Attribute Routing in ASP.NET Core
Learn how to use attribute routing for flexible and readable URL patterns in ASP.NET Core applications.
A Simple Analogy
Think of attribute routing like putting address labels on your mail. Instead of dropping all mail at the post office and letting them sort it, you write the exact address on each envelope. In ASP.NET Core, attribute routing lets you specify exactly which URLs map to which actions, right on the code itself.
What Is Attribute Routing?
Attribute routing is a way to define URL patterns directly on your controller actions using attributes. This gives you precise control over how requests are matched to actions, making your API or web app more flexible and readable.
Why Use Attribute Routing?
- Clarity: See the route right where the action is defined.
- Flexibility: Create custom, nested, or RESTful URL patterns easily.
- Maintainability: Change routes without editing global config files.
- Versioning: Support multiple API versions side-by-side.
How to Use Attribute Routing
1. Basic Example
[Route("api/products")]
public class ProductsController : ControllerBase
{
[HttpGet]
public IActionResult GetAll() => ...;
[HttpGet("{id}")]
public IActionResult GetById(int id) => ...;
}
2. Route Parameters
[HttpGet("{category}/items/{id}")]
public IActionResult GetItem(string category, int id) => ...;
3. Optional Parameters & Defaults
[HttpGet("{id?}")]
public IActionResult Get(int? id) => ...;
4. Constraints
[HttpGet("{id:int:min(1)}")]
public IActionResult Get(int id) => ...;
5. Route Prefixes
[Route("api/orders")]
public class OrdersController : ControllerBase
{
[HttpGet]
public IActionResult List() => ...;
}
Practical Examples
- RESTful APIs:
/api/products/42,/api/orders/2025/items/7 - Versioned APIs:
/api/v1/products,/api/v2/products - Nested resources:
/users/5/orders/12 - Custom actions:
/reports/daily,/reports/monthly
Real-World Use Cases
- E-commerce: Product, category, and order endpoints
- Social media: User profiles, posts, comments
- Healthcare: Patient records, appointments
- SaaS: Multi-tenant resource URLs
Best Practices
- Keep routes simple and predictable
- Use route constraints for validation
- Document your API endpoints
- Avoid ambiguous or overlapping routes
- Use route prefixes for grouping
- Version your API with route segments
Related Concepts to Explore
- Conventional Routing
- Route Constraints
- API Versioning
- RESTful API Design
- MVC Controllers vs.
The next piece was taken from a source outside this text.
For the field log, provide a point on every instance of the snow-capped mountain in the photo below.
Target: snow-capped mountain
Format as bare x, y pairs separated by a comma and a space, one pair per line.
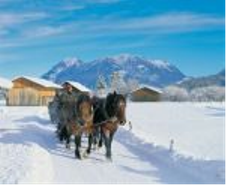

Minimal APIs
- URL Generation (UrlHelper)
- Route Templates and Tokens
- Endpoint Routing
- Middleware and Request Pipeline
- OpenAPI/Swagger Documentation
Summary
Attribute routing gives you direct, readable control over your application's URLs. By labeling each action with its route, you make your code easier to understand, maintain, and extend—whether you're building a simple web app or a complex, versioned API.